Makanya, 27 Steps of May berjalan dengan deliberately slow. Film ini ingin kita menyelami apa yang dirasakan, terutama, oleh May. Cerita akan memposisikan kita ke dalam sepatu (berkaos kaki panjang) May. Bertahun-tahun setelah dia direnggut ke dalam gang, kehidupan May (jebolan Gadis Sampul Raihaanun Soeriaatmadja bakal jadi kontender kuat dalam penghargaan-penghargaan film tahun ini) tak pernah lagi semeriah pasar malam di adegan pembuka.
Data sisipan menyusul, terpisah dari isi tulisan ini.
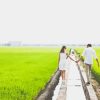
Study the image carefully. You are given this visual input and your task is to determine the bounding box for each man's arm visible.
[93,50,99,67]
[96,58,100,67]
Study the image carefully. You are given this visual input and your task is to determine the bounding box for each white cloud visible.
[0,0,100,43]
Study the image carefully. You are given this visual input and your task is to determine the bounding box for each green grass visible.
[76,48,100,83]
[0,47,59,100]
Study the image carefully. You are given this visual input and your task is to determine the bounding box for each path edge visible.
[35,69,60,100]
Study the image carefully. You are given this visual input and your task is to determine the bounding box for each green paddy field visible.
[0,47,100,100]
[0,47,59,100]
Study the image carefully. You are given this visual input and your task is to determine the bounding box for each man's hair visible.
[60,46,66,53]
[87,44,92,47]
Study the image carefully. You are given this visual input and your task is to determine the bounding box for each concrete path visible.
[52,57,86,100]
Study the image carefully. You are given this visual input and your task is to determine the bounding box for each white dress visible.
[59,53,69,70]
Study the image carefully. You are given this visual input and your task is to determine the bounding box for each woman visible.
[59,46,67,84]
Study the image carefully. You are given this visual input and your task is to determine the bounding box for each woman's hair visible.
[87,44,92,47]
[60,46,66,53]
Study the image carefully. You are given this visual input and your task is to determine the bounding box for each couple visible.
[59,44,99,85]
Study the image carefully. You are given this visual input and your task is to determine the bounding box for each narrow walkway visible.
[52,57,86,100]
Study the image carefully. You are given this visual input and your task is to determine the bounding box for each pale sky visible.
[0,0,100,44]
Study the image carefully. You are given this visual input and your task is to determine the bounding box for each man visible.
[82,44,99,85]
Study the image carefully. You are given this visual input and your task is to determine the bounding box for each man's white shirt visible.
[82,47,97,64]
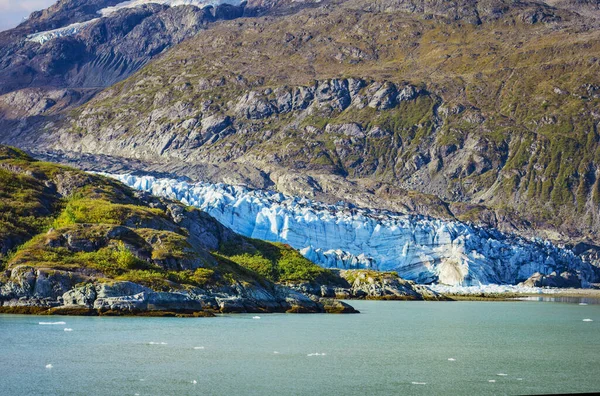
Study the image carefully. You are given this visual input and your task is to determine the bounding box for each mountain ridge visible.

Dia tak pernah keluar dari kamarnya. Tempat dia mengerjakan pembuatan boneka-boneka princess. Tempat dia melakukan bunyi ‘ceplok ceplok’ yang ternyata adalah berolahraga lompat tali. Dunia May sekarang adalah kamar putih yang nyaris berisi. Bahkan ayahnya sendiri hanya masuk ke sana saat mengantar meja untuk kerja May. Kamera akan membawa kita masuk ke dalam momen-momen paling rahasia dari wanita yang menutup dirinya ke dalam isolasi. Yang memilih ‘curhat’ dengan torehan pisau silet tatkala sekelebat trauma tertrigger lewat ke ingatannya. Film ingin membuat kita merasakan diskoneksi yang serupa dialami oleh May ketika dia duduk diam di meja makan bersama ayahnya. Itulah satu-satunya waktu ketika May mau meninggalkan kamarnya. Selebihnya dia mendekam, bahkan harus ditarik paksa keluar saat ada rumah tetangga yang kebakaran. Kemudian hal yang seperti datang dari dunia David Lynch terjadi kepada May. Dinding kamarnya berlubang dan wanita ini menemukan ada yang tinggal di balik dinding tersebut. Seorang pesulap. Laki-laki.
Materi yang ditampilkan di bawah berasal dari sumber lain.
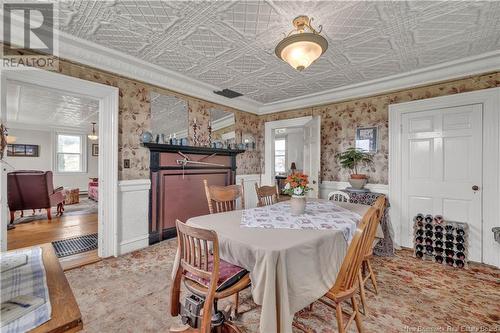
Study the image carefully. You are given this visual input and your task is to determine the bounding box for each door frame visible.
[0,68,119,257]
[261,116,313,185]
[389,88,500,267]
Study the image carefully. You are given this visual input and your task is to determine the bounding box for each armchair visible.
[7,170,64,223]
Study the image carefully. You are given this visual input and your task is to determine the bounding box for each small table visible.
[29,243,83,333]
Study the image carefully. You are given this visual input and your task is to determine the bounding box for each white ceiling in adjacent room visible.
[60,1,500,103]
[7,82,99,130]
mungkin dia mau ngajarin rahasia sulap sebuah tongkat yang bisa membesar?

 

 

Honestly, begitu tokoh pria tukang sulap yang diperankan jenaka-tapi-misterius oleh Ario Bayu ini muncul, aku sempat khawatir. Aku enggak mau film malah meromantisasi posisi May sebagai korban dengan kehadiran si Pesulap, cerita akan kehilangan gagasannya jika membuat May diselamatkan oleh Pesulap. Untungnya 27 Steps of May sepertinya sudah punya langkah-langkah riset sendiri. Film ini sangat menghormati tokoh yang ia ceritakan. May sendirilah yang eventually memilih untuk memanjat masuk ke dalam lubang di dinding. Tak sekalipun dia menjadi pasif dan tampak membutuhkan pertolongan. Elemen sulap sendiri – sebagai peristiwa ajaib yang tak terduga – juga berperan dalam menambah bobot pembelajaran yang terjadi kepada May. Film ini tahu persis bahwa korban-korban kekerasan seperti May bukan saja berkembang menjadi orang yang penuh rasa takut, yang menutup diri, yang cenderung menyakiti diri sendiri, melainkan juga merasa kehilangkan kendali. Inilah akar dari proses trauma May, yang membuat dia menjadi seperti dirinya sekarang – yang menyetrika baju dengan hati-hati, yang memakan hanya makanan putih, yang disiplin terhadap waktu. Dia ingin mengembalikan kontrol, kendali atas dirinya sendiri. Itu juga makanya May tertarik mempelajari sulap; sebagai perwujudan dari ia ingin bisa mengendalikan peristiwa ajaib yang ia lihat.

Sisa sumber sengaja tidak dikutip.